В эту долгую осеннюю ночь Марии почти не пришлось уснуть. Едва она прилегла на нары, как услышала протяжный волчий вой. Года за три до войны волки, бывало, бродили в степи вокруг хутора, но хуторские охотники вскоре обнаружили в одном из дальних оврагов волчье логово, убили волчицу, шестерых волчат, а матерый волк ушел куда-то с поредевшей стаей. С тех пор никто из хуторян про волков ничего не слышал. И вот сейчас, в эту ночь, волчий вой раздался совсем близко.
Дружок и Дамка вскочили, оскалили зубы. Шерсть на их спинах поднялась дыбом. Вой повторился. Дружок стал рычать.
— Тихо, собачки, тихо, — присев на нарах, сказала Мария, — сюда волки не доберутся, а дверь в коровнике я подперла бревном. Так что сидите спокойно…

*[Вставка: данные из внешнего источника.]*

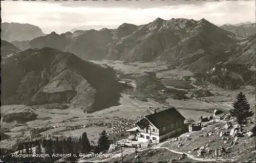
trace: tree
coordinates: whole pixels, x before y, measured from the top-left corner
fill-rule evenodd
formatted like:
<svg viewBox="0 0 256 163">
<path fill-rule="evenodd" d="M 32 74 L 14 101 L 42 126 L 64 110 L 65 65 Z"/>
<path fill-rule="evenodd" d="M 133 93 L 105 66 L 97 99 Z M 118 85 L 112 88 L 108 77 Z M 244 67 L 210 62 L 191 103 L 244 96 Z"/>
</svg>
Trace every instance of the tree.
<svg viewBox="0 0 256 163">
<path fill-rule="evenodd" d="M 229 112 L 232 117 L 236 118 L 237 123 L 240 126 L 240 130 L 242 131 L 242 125 L 248 123 L 249 117 L 253 115 L 253 112 L 250 111 L 250 104 L 245 95 L 240 92 L 236 97 L 237 100 L 233 103 L 233 109 Z"/>
<path fill-rule="evenodd" d="M 61 154 L 62 153 L 62 144 L 59 141 L 58 137 L 56 137 L 56 141 L 53 145 L 53 153 L 54 154 Z M 55 157 L 55 159 L 58 160 L 60 157 Z"/>
<path fill-rule="evenodd" d="M 83 132 L 82 134 L 82 136 L 79 138 L 77 148 L 78 152 L 86 154 L 91 151 L 92 147 L 90 143 L 89 139 L 87 137 L 87 133 L 86 132 Z"/>
<path fill-rule="evenodd" d="M 47 158 L 46 158 L 47 161 L 51 161 L 53 154 L 52 146 L 52 141 L 51 138 L 50 138 L 48 140 L 46 147 L 45 147 L 46 155 L 48 154 L 49 156 L 49 157 L 47 157 Z"/>
<path fill-rule="evenodd" d="M 110 141 L 109 137 L 106 135 L 106 132 L 105 130 L 103 130 L 102 132 L 100 135 L 99 139 L 98 140 L 97 149 L 100 151 L 105 151 L 109 149 L 110 147 Z"/>
</svg>

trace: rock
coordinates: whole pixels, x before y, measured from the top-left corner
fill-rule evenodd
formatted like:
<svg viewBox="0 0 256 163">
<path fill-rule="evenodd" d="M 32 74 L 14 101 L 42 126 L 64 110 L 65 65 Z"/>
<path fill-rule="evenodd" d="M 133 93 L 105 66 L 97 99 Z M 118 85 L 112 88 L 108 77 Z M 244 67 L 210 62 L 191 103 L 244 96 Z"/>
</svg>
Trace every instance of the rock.
<svg viewBox="0 0 256 163">
<path fill-rule="evenodd" d="M 225 136 L 226 134 L 226 132 L 221 131 L 221 133 L 220 133 L 220 137 L 222 137 L 223 136 Z"/>
<path fill-rule="evenodd" d="M 222 153 L 223 153 L 223 152 L 226 152 L 226 149 L 222 146 L 221 146 L 220 147 L 220 151 L 222 152 Z"/>
<path fill-rule="evenodd" d="M 238 141 L 238 137 L 236 137 L 234 139 L 234 140 L 233 141 L 233 142 L 237 142 L 237 141 Z"/>
<path fill-rule="evenodd" d="M 230 133 L 229 134 L 230 135 L 232 135 L 232 136 L 233 136 L 236 133 L 238 132 L 238 130 L 239 129 L 237 128 L 233 128 L 232 129 L 231 129 Z"/>
<path fill-rule="evenodd" d="M 246 132 L 246 135 L 248 137 L 250 137 L 253 135 L 253 133 L 251 131 Z"/>
<path fill-rule="evenodd" d="M 196 150 L 198 150 L 199 149 L 199 148 L 198 148 L 198 148 L 195 148 L 193 149 L 192 150 L 193 151 L 196 151 Z"/>
<path fill-rule="evenodd" d="M 229 125 L 229 124 L 226 124 L 224 126 L 223 128 L 225 129 L 228 129 L 232 127 L 232 125 Z"/>
<path fill-rule="evenodd" d="M 199 137 L 203 137 L 203 136 L 204 136 L 204 135 L 198 135 L 198 138 L 199 138 Z"/>
<path fill-rule="evenodd" d="M 209 142 L 209 142 L 209 143 L 211 143 L 211 142 L 214 142 L 214 140 L 212 140 L 212 139 L 211 139 L 211 140 L 209 140 Z"/>
<path fill-rule="evenodd" d="M 187 137 L 187 138 L 186 138 L 186 141 L 188 141 L 189 140 L 191 140 L 191 137 Z"/>
<path fill-rule="evenodd" d="M 210 148 L 207 148 L 206 149 L 206 151 L 207 151 L 208 154 L 210 154 L 212 151 L 212 149 Z"/>
<path fill-rule="evenodd" d="M 217 149 L 215 149 L 215 151 L 214 151 L 214 155 L 215 157 L 217 157 L 219 156 L 219 150 Z"/>
<path fill-rule="evenodd" d="M 110 145 L 110 146 L 109 148 L 109 152 L 113 152 L 113 151 L 115 151 L 117 150 L 118 148 L 118 146 L 116 144 L 112 144 Z"/>
<path fill-rule="evenodd" d="M 181 159 L 182 159 L 184 157 L 185 157 L 185 156 L 186 156 L 186 154 L 185 154 L 185 153 L 182 153 L 182 155 L 181 155 L 181 156 L 180 156 L 180 157 L 179 157 L 179 159 L 178 159 L 178 160 L 180 160 Z"/>
<path fill-rule="evenodd" d="M 215 130 L 219 130 L 220 128 L 220 127 L 215 127 Z"/>
<path fill-rule="evenodd" d="M 242 133 L 241 133 L 240 132 L 236 133 L 234 134 L 234 136 L 236 136 L 236 137 L 244 137 L 244 135 L 243 134 L 242 134 Z"/>
<path fill-rule="evenodd" d="M 238 128 L 239 129 L 240 128 L 240 125 L 239 125 L 239 124 L 236 124 L 234 125 L 234 126 L 233 127 L 233 128 Z"/>
</svg>

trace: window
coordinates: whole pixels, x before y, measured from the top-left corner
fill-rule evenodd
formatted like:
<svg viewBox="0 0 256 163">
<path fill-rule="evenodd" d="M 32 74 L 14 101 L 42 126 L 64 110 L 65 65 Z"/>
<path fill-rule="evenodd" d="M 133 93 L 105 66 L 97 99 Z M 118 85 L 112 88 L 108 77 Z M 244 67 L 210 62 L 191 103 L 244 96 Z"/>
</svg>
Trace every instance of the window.
<svg viewBox="0 0 256 163">
<path fill-rule="evenodd" d="M 172 126 L 172 128 L 174 128 L 175 127 L 175 124 L 174 123 L 172 123 L 171 126 Z"/>
</svg>

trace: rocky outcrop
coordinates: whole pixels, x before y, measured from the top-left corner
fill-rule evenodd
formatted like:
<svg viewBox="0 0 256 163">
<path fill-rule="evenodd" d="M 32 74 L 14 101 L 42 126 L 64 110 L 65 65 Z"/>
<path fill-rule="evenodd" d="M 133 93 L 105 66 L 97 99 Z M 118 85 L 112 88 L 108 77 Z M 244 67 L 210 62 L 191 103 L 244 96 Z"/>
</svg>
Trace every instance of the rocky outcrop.
<svg viewBox="0 0 256 163">
<path fill-rule="evenodd" d="M 6 58 L 2 68 L 3 104 L 71 103 L 90 112 L 119 105 L 129 87 L 116 80 L 113 69 L 49 48 Z"/>
</svg>

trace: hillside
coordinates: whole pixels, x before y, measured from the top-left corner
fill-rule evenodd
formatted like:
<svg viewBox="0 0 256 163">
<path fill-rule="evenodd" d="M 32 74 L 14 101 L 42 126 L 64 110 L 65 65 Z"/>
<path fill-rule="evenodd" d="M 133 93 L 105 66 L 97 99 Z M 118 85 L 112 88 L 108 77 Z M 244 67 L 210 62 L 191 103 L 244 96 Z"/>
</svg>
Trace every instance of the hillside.
<svg viewBox="0 0 256 163">
<path fill-rule="evenodd" d="M 28 24 L 1 23 L 1 39 L 9 42 L 30 40 L 45 35 L 38 27 Z"/>
<path fill-rule="evenodd" d="M 250 22 L 237 25 L 224 25 L 220 28 L 231 32 L 240 37 L 247 37 L 255 34 L 255 24 Z"/>
<path fill-rule="evenodd" d="M 2 40 L 1 57 L 2 58 L 11 56 L 13 54 L 20 52 L 21 51 L 13 44 L 5 40 Z"/>
<path fill-rule="evenodd" d="M 1 67 L 4 105 L 70 103 L 93 112 L 118 105 L 127 87 L 112 68 L 49 48 L 22 52 Z"/>
</svg>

Вдруг совсем рядом с погребом Мария услышала испуганное блеяние овец. Откуда на хуторском пепелище могли взяться овцы, она не знала. В третьей бригаде овец не было. Председатель колхоза держал их далеко в степи, километрах в шестидесяти от хутора, где у чабанов были своя землянка, колодец и аварийные корма. Потом Мария вспомнила, что иногда отары соседнего овцеводческого совхоза, кочуя по степи, приближались к хутору. «Должно быть, это совхозные овцы, — подумала она, вскакивая с нар. Чего ж мне теперь делать? Как спасти овец? Порежут их волки».